I saw Interstellar last night for the second time in as many weekends. Both times I saw the movie with kids (16 and 8 ). And while it's a very long movie for a young kid, there's something in it for everyone. Sadly this movie hasn't captured the audiences that I thought it might. This has less to do with the quality of an amazing film, and more to do with the unfortunate breadth of knowledge and appreciation of math and science in this country. When you have almost half of the country falling for what I like to call climate change religion and politics, well... We've got a lot of work to do before we get an entire country back to what it was like in the 1960s when the U.S. was racing the Soviets to the moon.
By the way... if you want to argue global warming turned climate change, you'd better bring something more than a knife to a gunfight with me.
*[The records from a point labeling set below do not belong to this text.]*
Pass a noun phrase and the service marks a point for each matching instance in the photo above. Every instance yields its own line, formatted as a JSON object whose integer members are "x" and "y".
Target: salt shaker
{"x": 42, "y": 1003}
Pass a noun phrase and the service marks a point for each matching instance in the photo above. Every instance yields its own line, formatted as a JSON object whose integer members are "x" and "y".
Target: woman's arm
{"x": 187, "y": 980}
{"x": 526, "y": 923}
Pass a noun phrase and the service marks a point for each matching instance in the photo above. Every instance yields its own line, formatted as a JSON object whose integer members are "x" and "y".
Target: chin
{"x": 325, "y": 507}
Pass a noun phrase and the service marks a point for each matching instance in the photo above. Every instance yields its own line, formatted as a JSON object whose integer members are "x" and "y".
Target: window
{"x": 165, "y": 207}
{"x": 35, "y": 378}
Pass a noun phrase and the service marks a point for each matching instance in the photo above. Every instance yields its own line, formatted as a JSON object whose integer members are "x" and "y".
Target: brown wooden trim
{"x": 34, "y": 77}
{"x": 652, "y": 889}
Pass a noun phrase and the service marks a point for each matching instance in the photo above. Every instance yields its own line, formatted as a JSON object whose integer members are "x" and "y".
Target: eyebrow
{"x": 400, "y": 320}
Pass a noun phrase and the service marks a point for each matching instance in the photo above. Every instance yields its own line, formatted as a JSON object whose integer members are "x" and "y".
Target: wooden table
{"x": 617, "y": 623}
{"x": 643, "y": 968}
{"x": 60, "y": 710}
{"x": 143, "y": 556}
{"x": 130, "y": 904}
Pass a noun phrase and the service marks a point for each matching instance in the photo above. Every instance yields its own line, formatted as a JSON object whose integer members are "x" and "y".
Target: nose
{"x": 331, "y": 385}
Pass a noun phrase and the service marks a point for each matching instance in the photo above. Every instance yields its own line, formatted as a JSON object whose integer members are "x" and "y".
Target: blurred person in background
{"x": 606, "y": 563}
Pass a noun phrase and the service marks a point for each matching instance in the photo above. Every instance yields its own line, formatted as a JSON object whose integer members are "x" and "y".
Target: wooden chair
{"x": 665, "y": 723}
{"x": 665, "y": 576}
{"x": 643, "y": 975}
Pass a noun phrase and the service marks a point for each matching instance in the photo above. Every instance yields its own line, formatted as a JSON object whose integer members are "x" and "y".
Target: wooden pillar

I was trained in mathematical modeling, I grew up in a NASA family, and I know of at least 2 fatal flaws with the doom and gloom projections. But if you insist, we can take it to another thread.
The good news is that Interstellar avoids the whole current politics/religion problem of the environmental scientist ninnies, and instead presents a completely unique Vonnegut-like dystopian scenario. Better yet... it is the best use of my graduate school training in relativity physics today. If you fear you might be blown away by the advanced physics which underlie the whole plot, well you might. But there's enough of a human story to this that it teases and cajoles you to jump in with both ignorant legs. And like 2001, the visuals and the plot will keep even a child interested. Who knows... it may be a catalyst for the next generation of U.S. scientists.
Yes, I needed to explain some of what was going on to the people who saw it with me. But they were curious enough to care, and that allows them to venture into topics that perhaps they can't quite grasp today.




By all means go see it, and enjoy the discussions afterwards.